そのまま蹴とばされ、ぶっ飛ぶところをナルートにキャッチされる。
「いくら能力が優れていても、使い手次第では腐る。先も告げたはずだがな。……このヌル遁とやら、チャクラを通さない性質の時点で遁術ではあるまい。何か別の法則の……」
「ヨゴシ! 大丈、夫……」
「大丈夫、俺の体は、これくらいじゃ壊れないから」
腕を再生させる。【緑色の眩いぬるぬるしたもの】が腕の形になってから元の色に戻る様をむざむざ見せつけたんだ。ナルートも俺がヤバ案件だって気付くだろう。どーでもいいけど。
そも、最悪腕なんかなくたっていい。印なんか結ぶ必要ないんだし。だから俺の心配なんてしなくていい。
「けど、気付かれた……かな」
「気付くとも。オレはお前のような阿呆ではない。……先ほどの地爆天星。二つ目の隕石に対し、お前はその粘液で覆いこそしたものの、それを食らうことはなかった。食らえなかったのだろう? お前のコレは、どこかしらでお前自身に繋がっていなければ捕食行為が行えない。操れはするのだろうが、それだけだ。ならばコレに包まれたとて、お前との繋がりさえ断てば問題ない。違うか?」
「大正解。……ふぅ。やだやだ、気付かないでほしかったんだけどね」
「オレの前で術を見せすぎたな。さて……神羅天征」
マダーラを包んでいた【緑色の眩いぬるぬるしたもの】までもが弾き飛ばされる。
だよなぁ。もう使えるわな。
さて……そろそろ、潮時だ。
その仕組みがばれちゃった以上、もうチャンスは巡ってこないだろう。俺のチート能力は初見殺し。俺自身がもっと達人クラスとかになってりゃ話は違うんだろうけど、大雑把にテキトーにダラダラ生きてた俺じゃ、その域に届くはずもない。

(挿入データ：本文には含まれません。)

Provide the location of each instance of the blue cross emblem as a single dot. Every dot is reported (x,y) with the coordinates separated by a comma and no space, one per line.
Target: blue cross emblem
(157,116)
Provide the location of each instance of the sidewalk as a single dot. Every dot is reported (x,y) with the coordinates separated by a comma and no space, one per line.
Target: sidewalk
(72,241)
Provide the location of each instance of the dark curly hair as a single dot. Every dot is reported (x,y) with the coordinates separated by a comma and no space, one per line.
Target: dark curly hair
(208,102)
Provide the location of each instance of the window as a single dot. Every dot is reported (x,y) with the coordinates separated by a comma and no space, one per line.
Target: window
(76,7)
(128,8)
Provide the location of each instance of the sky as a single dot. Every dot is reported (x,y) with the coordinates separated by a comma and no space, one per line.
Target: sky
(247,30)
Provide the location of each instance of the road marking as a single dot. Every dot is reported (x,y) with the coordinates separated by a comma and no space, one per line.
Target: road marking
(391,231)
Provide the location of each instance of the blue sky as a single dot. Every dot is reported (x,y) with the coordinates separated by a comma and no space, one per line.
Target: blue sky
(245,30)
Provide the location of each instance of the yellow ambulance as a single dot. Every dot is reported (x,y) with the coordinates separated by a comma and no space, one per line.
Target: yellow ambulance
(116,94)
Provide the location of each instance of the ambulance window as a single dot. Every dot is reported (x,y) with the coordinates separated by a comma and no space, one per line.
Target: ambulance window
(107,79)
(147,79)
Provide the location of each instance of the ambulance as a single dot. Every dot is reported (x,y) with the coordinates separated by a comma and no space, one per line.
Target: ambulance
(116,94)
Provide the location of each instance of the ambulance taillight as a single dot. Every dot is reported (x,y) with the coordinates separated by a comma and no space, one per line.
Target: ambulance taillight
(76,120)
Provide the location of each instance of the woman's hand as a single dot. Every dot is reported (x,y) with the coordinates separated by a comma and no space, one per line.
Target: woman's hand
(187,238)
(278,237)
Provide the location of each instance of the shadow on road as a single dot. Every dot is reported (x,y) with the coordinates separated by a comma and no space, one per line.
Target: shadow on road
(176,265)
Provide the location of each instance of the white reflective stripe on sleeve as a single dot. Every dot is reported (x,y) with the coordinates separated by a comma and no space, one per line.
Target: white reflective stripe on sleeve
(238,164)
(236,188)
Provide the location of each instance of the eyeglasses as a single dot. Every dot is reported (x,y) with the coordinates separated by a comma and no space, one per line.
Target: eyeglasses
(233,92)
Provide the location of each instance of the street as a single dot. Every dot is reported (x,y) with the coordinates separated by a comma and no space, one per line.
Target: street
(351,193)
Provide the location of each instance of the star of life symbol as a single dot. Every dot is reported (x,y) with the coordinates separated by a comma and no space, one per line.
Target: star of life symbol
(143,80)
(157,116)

どうせ穢土転生ももうすぐ解ける。そんでもって解除の際に口寄せ契約解除して、自分がエドテンしてはいはいエドテンエドテンで生き返っちゃう。
そーなりゃもっと勝ち目はない。
よーし。
おじさん、帰っちゃうぞー。
「ナルト!」
「おう、なんか策があるんだな?」
「ほう……勝てない事を認識した後で、そうも希望に満ちた声を出せるか。何をする気か──」
「逃げべ!!」
ナルトの腹に【緑色の眩いぬるぬるしたもの】を巻き付け、自分を地面の下に引っ張る。
「は? ちょ──」
「なに?」
ハーハハ! フフーフ!!
俺が何のために世界各地に【緑色の眩いぬるぬるしたもの】をまき散らしていたと思ってやがる!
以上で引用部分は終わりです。